The activity of LDH showed a small, non-significant, decrease that was also observed in other studies . Parallel to the decrease in total LDH activity, the relative expression of LDH-5 isoenzyme was also decreased (NS). Decreases in LDH activity have been observed previously after training in horses [21,35] and are considered an adaptation to endurance training and associated with concomitant increases in fat oxidation.
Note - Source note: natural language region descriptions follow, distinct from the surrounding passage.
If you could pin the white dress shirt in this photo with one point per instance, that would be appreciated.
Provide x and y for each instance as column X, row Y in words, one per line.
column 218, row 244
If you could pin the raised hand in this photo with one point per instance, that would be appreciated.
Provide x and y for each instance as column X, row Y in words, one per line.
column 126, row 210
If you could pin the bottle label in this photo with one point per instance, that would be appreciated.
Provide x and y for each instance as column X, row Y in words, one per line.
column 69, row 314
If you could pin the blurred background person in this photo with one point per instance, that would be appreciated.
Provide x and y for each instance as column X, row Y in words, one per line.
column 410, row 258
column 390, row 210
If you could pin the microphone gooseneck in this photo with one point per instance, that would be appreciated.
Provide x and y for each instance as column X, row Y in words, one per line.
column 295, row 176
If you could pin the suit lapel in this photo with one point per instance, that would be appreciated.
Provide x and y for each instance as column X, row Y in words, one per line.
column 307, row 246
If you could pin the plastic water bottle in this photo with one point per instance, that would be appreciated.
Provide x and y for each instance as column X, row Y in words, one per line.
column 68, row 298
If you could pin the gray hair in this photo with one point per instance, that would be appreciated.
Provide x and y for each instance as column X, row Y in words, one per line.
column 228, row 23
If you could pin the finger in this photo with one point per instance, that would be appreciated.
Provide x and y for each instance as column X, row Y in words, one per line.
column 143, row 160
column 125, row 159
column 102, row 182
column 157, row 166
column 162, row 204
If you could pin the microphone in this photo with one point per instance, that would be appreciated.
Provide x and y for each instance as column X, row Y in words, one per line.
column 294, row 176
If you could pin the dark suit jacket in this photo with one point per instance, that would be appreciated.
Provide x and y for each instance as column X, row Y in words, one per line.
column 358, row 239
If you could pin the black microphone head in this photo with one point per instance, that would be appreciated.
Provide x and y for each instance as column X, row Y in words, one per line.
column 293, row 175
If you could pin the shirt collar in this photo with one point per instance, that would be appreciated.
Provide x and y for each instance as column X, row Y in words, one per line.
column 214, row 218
We report, for the first time, that MCT1, MCT2 and MCT4 proteins are abundantly expressed in skeletal muscle of exercising physically trained Standardbred trotters. This implicates that lactic acid homeostasis during exercise in equines is regulated in a similar pattern as in other mammals. The relative high abundance of MCT2 might implicate a regulatory role in short chain fatty acid transport in equine skeletal muscle. Upon training MCT2 expression showed a non-significant increase, and may reflect an increase in SCFA metabolism after training. This is supported by the observation of a (also non-significant) decrease in LDH activity and decrease in relative LDH-5 isoenzyme expression. We suggest that hindgut formation and the subsequent production of short-chain fatty acids plays a more dominant role that has been suggested.
Finally, we would like to stress that the significant increase in MCT4 as found in glycolytic muscle fibres in the present study is important for the lactic acid efflux from the muscle cell during high intensity work.